Friday, September 26, 2014

Exchanged

Yesterday I realized that I need to keep a spare mascara in my office. And that, if I push the chair in a certain angle, people can't see me through the glass panel. As long as I sit on the floor.

I don't post many things about my very personal life because when divorced, one's love life turn from fairly public (marriage is a public institution) to messy and sensitive. You don't want to hurt anybody, I certainly don't. So of course I have tried my way through to someone new (and old) but so far failed miserably, partly because I'm in no way over my marriage. Partly because I tend to fall for guys who don't fall for me or think that life with me 'is too messy'. 

But this is not only about love. It's about work. I used to do a lot of research with Zoe's dad and although we didn't actually work well together (he is very dominating) I enjoyed most of our academic conversations (alongside of course all the other conversations). He is one of the smartest people I know and we could talk about our research area without end. We co-published quite a bit but always with one of us (mostly me, he had several other projects with different people) driving the process. When we split, these conversations were one of the things I missed the most and I still do. I have great intellectual conversations with other people but I don't have one person to turn to on a daily basis (btw, this is not uncommon, over the years I have observed my parents: My dad is a professor and he always discusses problems at work and research projects with my mom, and she provides a lot of support). I'm sure he misses me this way too.

But yesterday I realized that he has someone new. Someone has taken my place. In a large research meeting he chose to present a paper that he had just written with his new girlfriend. I'm not good at suppressing feelings so the sight of her name on a slide made me physically sick. I walked out of the room, threw up in the bathroom and sat crying on the floor of my office for an hour. My sweet colleague and friend came to see if I was okay and I managed to pull myself together for teaching in the afternoon. But today I'm bringing an extra mascara to keep in my office drawer. 

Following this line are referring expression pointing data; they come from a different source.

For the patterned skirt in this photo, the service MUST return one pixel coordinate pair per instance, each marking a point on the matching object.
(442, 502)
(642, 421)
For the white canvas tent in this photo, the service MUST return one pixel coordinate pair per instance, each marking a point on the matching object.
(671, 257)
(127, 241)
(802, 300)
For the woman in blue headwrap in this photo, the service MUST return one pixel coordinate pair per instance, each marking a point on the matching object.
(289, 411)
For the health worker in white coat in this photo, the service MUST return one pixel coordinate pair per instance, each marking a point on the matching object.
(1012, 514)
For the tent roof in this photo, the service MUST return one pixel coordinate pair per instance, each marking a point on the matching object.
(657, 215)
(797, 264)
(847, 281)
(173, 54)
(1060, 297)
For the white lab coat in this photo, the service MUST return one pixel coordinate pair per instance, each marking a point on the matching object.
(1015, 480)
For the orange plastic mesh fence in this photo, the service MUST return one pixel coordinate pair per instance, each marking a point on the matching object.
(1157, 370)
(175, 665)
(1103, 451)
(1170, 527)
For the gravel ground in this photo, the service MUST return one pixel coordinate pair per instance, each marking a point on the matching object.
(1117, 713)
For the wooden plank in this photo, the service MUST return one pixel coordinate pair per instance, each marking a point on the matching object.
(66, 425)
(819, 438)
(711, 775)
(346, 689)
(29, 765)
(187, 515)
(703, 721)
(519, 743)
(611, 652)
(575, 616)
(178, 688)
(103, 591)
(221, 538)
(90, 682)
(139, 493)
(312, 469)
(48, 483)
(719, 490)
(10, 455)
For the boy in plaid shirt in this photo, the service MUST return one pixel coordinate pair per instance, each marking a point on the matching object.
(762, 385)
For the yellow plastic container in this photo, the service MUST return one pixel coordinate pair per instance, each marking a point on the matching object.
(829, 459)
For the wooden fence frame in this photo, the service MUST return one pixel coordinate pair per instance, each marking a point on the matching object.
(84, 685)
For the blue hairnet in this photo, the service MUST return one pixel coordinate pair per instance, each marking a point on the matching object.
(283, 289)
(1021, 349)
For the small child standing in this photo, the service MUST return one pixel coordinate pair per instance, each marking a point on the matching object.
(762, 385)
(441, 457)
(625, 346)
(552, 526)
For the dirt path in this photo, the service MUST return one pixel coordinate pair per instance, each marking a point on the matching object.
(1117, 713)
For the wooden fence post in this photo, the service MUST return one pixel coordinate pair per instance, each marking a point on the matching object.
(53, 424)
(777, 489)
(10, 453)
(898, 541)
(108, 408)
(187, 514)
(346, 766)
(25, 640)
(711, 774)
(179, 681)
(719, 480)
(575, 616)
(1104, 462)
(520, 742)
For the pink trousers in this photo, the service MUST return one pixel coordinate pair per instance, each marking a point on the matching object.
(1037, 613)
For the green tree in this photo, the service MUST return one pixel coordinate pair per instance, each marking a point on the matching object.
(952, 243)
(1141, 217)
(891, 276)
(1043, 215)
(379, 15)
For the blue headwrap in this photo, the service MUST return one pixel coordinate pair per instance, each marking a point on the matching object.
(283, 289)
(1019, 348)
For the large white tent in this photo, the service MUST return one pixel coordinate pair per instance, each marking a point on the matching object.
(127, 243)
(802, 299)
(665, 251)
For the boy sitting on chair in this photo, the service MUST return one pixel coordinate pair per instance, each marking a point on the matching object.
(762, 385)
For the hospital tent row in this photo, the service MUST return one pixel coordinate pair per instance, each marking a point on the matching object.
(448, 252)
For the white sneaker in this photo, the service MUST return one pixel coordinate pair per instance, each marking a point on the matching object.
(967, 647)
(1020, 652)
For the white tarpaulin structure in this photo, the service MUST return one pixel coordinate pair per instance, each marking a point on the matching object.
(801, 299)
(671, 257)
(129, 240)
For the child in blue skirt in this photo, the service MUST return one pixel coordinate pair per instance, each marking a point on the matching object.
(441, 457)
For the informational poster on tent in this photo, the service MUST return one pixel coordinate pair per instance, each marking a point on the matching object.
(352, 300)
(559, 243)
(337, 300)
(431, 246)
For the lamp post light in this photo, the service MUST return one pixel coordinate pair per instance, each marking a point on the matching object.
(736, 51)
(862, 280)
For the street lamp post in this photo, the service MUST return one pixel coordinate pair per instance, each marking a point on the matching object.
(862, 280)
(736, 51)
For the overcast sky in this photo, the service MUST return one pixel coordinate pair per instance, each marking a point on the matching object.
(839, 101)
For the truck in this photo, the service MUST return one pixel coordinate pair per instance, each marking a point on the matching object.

Tuesday, September 9, 2014

Deadline season

It's deadline season in my little tight field, which means that the yearly deadline for submitting papers to the major conference is coming up very soon. Everyone I know are frantically working overtime to collect the last bits of data, running analyses on it and writing up contributing results. Contribution is of course key, if a paper does not contribute with something 'new', it will not be accepted to this top-notch conference with a 20% acceptance rate. I submit on average 2-3 papers here each year and publish almost half of those, actually putting me in a group with a better average than the conference itself, something I should be happy and proud of. And of course I am.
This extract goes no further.